Avis Blair Witch – Critique

by Arcadian
  • résumé pour paresseux
  • Noter
  • Avantages et inconvénients

A la fin des années 90, le monde est consacré avec la sortie de La Sorcière de Blair (The Blair Witch Project), un film qui raconte l’histoire de trois jeunes qui décident de tourner un documentaire dans la forêt de Blackhill à Burkittsville dans le État américain du Maryland, à l’origine d’une légende locale de la Blair Witch qui hante la forêt.

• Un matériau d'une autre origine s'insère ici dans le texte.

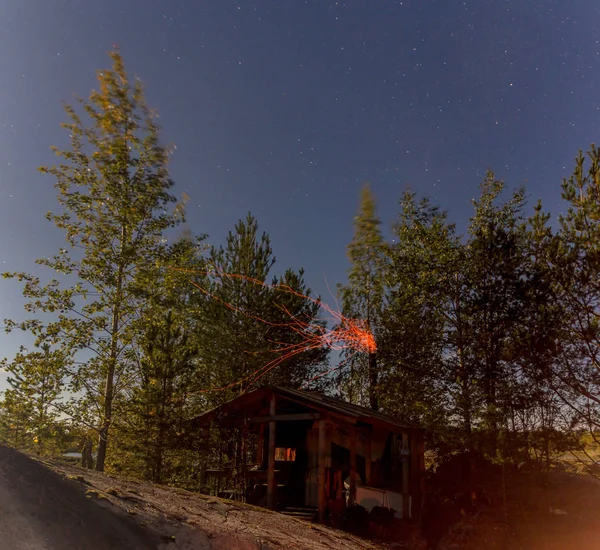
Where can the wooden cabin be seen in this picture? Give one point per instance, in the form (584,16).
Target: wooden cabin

Bien qu’à l’époque le genre connu sous le nom de Foud Footage ne soit pas nouveau, le long métrage est venu définir les bases de cette catégorie de films et se consacrer comme l’un des meilleurs films d’horreur de l’histoire, en plus de montrer qu’un budget exorbitant n’est pas nécessaire. faire un bon film.

Au cours de la dernière décennie, les jeux d’horreur ont acquis une grande importance dans l’environnement des joueurs, apportant une nouvelle option de défi. Et ce genre est là pour rester ! Les belles surprises n’ont pas manqué comme Outlast, Amnesia, l’opportun Slanderman, entre autres qui ont contribué à définir (ou redéfinir) le cours de cette partie de l’industrie, aujourd’hui essentielle pour nous Gamers.

Dans le passé, il y a eu un autre jeu basé sur la franchise Blair Witch. C’est le cas de la trilogie réalisée par l’éteint Terminal Reality, un spin off de l’excellent Nocturne, mais jusqu’à aujourd’hui il n’y a pas encore eu de jeu qui transmette le sentiment de terreur ressenti par les protagonistes des films de la série cinématographique. Ce défi a finalement été relevé par l’équipe polonaise de Bloober.

Le studio qui nous a déjà apporté le grand Layers of Fear a travaillé en étroite collaboration avec la société de production Lionsgate Films pour donner vie au jeu. Je n’ai pas manqué de soupçons dès les premières nouvelles, surtout sachant que le jeu se déroule quelque temps après la disparition des trois jeunes protagonistes.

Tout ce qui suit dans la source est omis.